Img_9032i ひゅうが型は全通飛行甲板型大型駆逐艦、満載排水量で19000tありますので全通飛行甲板型航空巡洋艦とすべきやもしれませんが、22DDHは近年の多機能航空母艦の一類型にある戦力投射艦というべき性能を有しています。これは第一に陸上自衛隊の同乗者を含め970名を定員としていることで乗員は470名とされますので500名の部隊を乗艦させることが可能。加えて新たに埠頭などから火砲や車両を搭載可能なサイドランプを設置する構造、必要に応じて陸上部隊の投入を支援できる設計を採っているのが特色と言えましょう。

Img_4112i しらね型護衛艦は基準排水量5200t、満載排水量7200tと1980年代の護衛艦としては破格の大きさではありましたが、ひゅうが型の19000tと大型化し、航空機運用を重視した結果20000tを超える大型艦となったわけですが、新護衛艦は再来年早春に進水式を迎え公試も再来年度には恐らく開始、2015年には就役することになります。2040年代から2050年代までは現役に置かれる護衛艦となり、長大な飛行甲板に搭載され運用される航空機はどういった機種となるのでしょうか。

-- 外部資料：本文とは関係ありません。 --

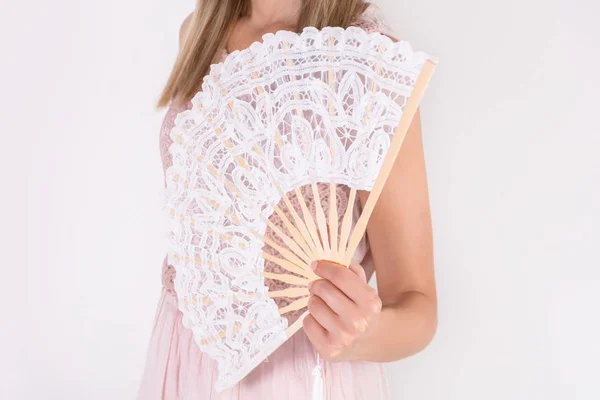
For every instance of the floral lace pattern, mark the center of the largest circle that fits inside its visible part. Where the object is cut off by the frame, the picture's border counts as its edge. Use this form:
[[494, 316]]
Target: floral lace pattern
[[269, 122], [372, 20]]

Img_7715i 22DDHは二番艦の予算も平成24年度予算に盛り込まれており、護衛艦しらね、くらま、を2017年までに置き換える構想、同時に護衛艦隊には護衛艦ひゅうが型二隻を含め四隻の全通飛行甲板型護衛艦が揃うことになります。気になる艦名は、このあたりが決め手というべき一隻、現在の大型護衛艦が旧国名を採用していますので連合艦隊旗艦を務め第二次大戦を戦い抜いた戦艦長門、世界海戦史に特筆された空母機動部隊である南雲艦隊の一員として戦った空母加賀があり得るのでしょうか、そして二番艦に呼称を戻し空母赤城の名を継いでくれれば、とおもうのですが、どうなるのでしょうか、いまから注目してゆきたいところです。